El
04 de febrero, el mundo conmemorará el Día Internacional contra el
Cáncer, fecha que nos invita a reflexionar y promover el autocuidado
para prevenir y/o detectar a tiempo esta enfermedad.
Un
estudio de la revista The Lancet reveló que por primera vez el cáncer
está causando más muertes que las enfermedades al corazón. Datos
preocupantes de los que Chile no es ajeno, ya que en el estudio también
fueron monitoreados 3.500 chilenos por más de una década, concluyéndose
que los casos nuevos de cáncer en el país duplican a los de enfermedades
cardiovasculares.
Según
el Centro Internacional de Investigaciones sobre el Cáncer, el de mamas
es el de mayor incidencia a nivel mundial en personas menores de 40
años, seguido por el de próstata y pulmón. Los mismos datos arrojan que
el cáncer de mama es el segundo con mayor mortalidad (28%), superado
sólo por el de pulmón, que alcanza un 31%. Por su parte, la OMS señala
que sólo el 2020 se registraron más de 2 millones de casos en todo el
mundo y más de 680 mil mujeres fallecieron por esta causa.
En
Chile, 1 de cada 9 mujeres es diagnosticada con cáncer de mama y al año
se registran alrededor de 40 casos nuevos por cada 100 mil mujeres,
siendo la principal causa de muerte entre la población femenina. Sin
embargo, si se detecta de forma precoz, el pronóstico de cura supera el
90%. En ese sentido, es fundamental realizarse exámenes preventivos para
detectar la enfermedad en su etapa temprana, y la mamografía es el
método de detección imprescindible en el diagnóstico temprano del cáncer
de mama. El Ministerio de Salud recomienda realizar este tipo de examen
cada dos años a mujeres entre 50 y 74 años.
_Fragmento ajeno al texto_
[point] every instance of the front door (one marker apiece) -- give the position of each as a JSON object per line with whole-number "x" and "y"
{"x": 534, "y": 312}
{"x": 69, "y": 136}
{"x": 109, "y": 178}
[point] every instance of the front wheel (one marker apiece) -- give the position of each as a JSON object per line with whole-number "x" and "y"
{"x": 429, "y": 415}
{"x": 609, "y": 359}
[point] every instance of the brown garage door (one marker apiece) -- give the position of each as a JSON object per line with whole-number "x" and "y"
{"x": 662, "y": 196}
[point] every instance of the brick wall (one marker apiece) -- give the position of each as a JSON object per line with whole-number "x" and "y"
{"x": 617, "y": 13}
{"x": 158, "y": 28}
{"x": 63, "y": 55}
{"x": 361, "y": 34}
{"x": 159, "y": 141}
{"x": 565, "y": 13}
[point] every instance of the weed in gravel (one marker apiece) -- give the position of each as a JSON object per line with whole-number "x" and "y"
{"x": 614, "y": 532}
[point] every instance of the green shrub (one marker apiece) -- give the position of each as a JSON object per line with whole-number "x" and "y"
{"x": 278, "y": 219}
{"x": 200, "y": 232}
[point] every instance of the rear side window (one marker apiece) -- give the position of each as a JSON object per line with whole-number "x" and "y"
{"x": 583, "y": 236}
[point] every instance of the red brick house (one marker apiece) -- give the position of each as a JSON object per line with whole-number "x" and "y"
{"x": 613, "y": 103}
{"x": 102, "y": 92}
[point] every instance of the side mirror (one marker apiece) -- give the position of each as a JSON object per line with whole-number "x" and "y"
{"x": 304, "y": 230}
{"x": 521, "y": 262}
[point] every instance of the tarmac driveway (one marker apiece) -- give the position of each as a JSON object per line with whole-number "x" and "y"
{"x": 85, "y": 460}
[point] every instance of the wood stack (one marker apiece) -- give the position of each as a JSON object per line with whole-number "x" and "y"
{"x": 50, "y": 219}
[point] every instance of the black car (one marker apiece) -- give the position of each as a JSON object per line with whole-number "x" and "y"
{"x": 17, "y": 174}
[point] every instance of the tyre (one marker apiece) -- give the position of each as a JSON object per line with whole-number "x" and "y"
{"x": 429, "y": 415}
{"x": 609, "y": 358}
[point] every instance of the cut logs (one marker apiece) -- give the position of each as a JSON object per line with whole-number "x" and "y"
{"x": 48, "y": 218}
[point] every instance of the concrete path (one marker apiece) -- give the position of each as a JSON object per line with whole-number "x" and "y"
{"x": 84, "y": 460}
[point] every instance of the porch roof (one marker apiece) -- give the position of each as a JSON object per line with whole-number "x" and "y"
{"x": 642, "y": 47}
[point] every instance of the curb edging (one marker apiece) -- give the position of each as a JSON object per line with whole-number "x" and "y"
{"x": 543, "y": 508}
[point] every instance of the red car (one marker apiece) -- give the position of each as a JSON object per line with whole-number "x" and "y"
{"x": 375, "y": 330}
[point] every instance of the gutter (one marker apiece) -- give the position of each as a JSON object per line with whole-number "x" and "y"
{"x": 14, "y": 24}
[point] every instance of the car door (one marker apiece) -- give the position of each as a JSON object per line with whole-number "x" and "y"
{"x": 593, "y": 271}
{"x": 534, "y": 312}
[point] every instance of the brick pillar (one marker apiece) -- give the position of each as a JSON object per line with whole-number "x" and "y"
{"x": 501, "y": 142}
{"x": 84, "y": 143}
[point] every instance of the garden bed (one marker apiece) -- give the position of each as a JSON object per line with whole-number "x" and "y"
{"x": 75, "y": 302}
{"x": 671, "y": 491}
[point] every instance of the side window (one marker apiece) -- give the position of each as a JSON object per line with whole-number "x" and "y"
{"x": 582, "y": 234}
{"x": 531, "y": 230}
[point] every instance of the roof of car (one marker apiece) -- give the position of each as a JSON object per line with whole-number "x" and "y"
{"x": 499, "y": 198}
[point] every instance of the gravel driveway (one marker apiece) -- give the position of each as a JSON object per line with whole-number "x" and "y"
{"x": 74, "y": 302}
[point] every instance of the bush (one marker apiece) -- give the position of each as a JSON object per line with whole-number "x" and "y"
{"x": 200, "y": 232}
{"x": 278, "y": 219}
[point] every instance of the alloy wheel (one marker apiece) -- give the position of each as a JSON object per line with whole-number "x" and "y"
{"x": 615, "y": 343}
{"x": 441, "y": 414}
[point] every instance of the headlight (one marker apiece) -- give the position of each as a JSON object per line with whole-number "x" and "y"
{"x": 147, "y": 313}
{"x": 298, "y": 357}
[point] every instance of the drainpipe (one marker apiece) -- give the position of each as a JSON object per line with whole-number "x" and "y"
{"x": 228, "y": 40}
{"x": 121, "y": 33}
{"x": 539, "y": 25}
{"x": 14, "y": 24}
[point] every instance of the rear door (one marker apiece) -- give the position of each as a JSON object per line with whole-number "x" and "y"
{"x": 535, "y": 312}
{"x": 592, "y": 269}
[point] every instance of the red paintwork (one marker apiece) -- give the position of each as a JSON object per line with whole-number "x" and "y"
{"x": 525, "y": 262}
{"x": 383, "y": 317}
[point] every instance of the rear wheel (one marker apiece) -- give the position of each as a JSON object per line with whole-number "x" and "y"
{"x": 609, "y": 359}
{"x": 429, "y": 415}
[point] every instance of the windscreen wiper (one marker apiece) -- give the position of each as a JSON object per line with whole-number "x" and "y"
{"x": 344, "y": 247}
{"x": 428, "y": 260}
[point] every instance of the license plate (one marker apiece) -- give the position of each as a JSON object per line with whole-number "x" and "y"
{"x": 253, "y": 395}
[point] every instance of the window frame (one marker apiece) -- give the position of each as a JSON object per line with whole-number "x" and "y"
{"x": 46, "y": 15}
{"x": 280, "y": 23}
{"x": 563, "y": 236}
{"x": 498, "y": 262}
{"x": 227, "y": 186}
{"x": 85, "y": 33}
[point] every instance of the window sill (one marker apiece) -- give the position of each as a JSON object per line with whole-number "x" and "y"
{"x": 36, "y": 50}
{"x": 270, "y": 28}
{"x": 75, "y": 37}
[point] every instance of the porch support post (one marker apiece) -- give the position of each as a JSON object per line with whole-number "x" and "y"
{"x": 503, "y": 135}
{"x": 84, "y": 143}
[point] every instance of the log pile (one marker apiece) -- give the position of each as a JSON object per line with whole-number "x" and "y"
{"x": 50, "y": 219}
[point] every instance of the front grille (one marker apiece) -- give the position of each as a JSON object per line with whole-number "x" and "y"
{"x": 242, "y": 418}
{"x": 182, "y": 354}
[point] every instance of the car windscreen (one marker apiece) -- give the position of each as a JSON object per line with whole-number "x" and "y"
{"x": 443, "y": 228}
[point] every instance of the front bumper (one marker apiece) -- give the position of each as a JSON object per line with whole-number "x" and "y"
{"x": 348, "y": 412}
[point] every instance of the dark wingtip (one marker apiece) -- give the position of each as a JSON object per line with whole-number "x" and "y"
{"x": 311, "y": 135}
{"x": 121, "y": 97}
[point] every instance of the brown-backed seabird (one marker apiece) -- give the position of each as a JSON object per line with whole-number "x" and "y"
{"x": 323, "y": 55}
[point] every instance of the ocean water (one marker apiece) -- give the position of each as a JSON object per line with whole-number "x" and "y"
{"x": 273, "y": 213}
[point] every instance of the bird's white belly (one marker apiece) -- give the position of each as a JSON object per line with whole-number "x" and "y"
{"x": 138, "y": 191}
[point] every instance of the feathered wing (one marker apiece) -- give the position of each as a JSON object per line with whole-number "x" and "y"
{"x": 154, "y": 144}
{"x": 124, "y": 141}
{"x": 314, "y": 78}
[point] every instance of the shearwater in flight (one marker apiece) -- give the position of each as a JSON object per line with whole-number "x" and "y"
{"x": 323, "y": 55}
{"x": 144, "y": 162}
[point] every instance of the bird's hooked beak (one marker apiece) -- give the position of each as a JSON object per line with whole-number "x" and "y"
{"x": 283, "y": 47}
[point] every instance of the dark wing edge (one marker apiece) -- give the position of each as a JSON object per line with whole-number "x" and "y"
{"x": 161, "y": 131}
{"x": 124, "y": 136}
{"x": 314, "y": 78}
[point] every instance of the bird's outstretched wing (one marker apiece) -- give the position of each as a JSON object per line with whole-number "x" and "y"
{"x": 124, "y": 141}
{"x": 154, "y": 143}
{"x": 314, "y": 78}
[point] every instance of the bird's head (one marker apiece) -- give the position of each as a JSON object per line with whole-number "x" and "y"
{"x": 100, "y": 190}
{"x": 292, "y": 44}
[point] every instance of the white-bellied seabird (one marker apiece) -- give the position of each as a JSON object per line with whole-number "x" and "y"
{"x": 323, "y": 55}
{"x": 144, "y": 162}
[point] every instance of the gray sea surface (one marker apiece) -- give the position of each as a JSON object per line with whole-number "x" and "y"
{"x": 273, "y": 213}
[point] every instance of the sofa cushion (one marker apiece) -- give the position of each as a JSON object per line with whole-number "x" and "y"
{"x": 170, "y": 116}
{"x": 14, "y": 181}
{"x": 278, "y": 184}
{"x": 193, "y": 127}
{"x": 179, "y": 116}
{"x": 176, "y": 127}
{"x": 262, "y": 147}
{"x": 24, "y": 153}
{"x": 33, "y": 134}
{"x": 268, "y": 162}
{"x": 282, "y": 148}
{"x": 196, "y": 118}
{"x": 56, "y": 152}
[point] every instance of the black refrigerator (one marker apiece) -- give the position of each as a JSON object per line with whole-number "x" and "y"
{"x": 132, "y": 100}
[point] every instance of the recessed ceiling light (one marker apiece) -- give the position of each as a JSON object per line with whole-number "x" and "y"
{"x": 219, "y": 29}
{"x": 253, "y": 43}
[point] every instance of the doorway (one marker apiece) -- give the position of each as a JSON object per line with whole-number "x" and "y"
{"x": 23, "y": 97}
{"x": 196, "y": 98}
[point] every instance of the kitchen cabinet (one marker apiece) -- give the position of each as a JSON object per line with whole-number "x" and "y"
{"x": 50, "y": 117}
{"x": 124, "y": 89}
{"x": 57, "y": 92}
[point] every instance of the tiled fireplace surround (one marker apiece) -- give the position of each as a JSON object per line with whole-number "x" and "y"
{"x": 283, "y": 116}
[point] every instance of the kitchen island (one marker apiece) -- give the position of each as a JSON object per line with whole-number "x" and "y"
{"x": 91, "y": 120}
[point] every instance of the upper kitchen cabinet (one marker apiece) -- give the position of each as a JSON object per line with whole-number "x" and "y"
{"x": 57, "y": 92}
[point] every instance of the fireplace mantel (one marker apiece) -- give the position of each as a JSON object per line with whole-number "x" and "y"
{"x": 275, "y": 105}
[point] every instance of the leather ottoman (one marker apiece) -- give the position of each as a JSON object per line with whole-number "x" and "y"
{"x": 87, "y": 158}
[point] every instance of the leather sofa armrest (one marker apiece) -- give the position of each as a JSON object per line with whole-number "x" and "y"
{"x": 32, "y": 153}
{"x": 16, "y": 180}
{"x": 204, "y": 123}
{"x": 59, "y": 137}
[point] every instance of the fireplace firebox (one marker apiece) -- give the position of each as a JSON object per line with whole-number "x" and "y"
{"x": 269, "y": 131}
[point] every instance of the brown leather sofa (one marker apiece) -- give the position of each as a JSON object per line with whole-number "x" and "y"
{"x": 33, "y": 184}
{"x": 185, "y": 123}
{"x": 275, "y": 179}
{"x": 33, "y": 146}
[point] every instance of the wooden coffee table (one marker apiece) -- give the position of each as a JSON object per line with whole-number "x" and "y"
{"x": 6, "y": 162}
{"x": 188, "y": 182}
Sin embargo, un estudio del
Instituto de Nutrición y Tecnología de los Alimentos (INTA) de la
Universidad de Chile, señala que en el último tiempo la tasa de
incidencia aumentó significativamente en grupos etarios menores de 40
años, siendo entonces cada vez más recomendable que, a partir de los 40
años, las mujeres nos realicemos anualmente el examen de mamografía y, a
partir de los 35, aquellas que cuenten con antecedentes familiares en
esta materia.
La
investigación expone que, pese a que los casos de cáncer de mama se
atribuyen a factores hereditarios, existen causas externas y
ambientales, tales como “tener el primer hijo después de los 30 años, no
dar lactancia materna, tener una edad de primera menstruación temprana o
una edad de menopausia tardía”.
En
Clínica Imet creemos firmemente que la prevención también es salud, y
desde hace un tiempo venimos construyendo la Unidad de la Mujer, que ya
cuenta con un grupo de especialistas dedicados al cuidado de la salud de
las mujeres magallánicas. Con el propósito de brindar servicios de
salud de primer nivel, esta semana pusimos en marcha un mamógrafo de
última generación para ir en directo beneficio de la calidad de vida de
las mujeres de la región y detectar tempranamente este tipo de
enfermedades.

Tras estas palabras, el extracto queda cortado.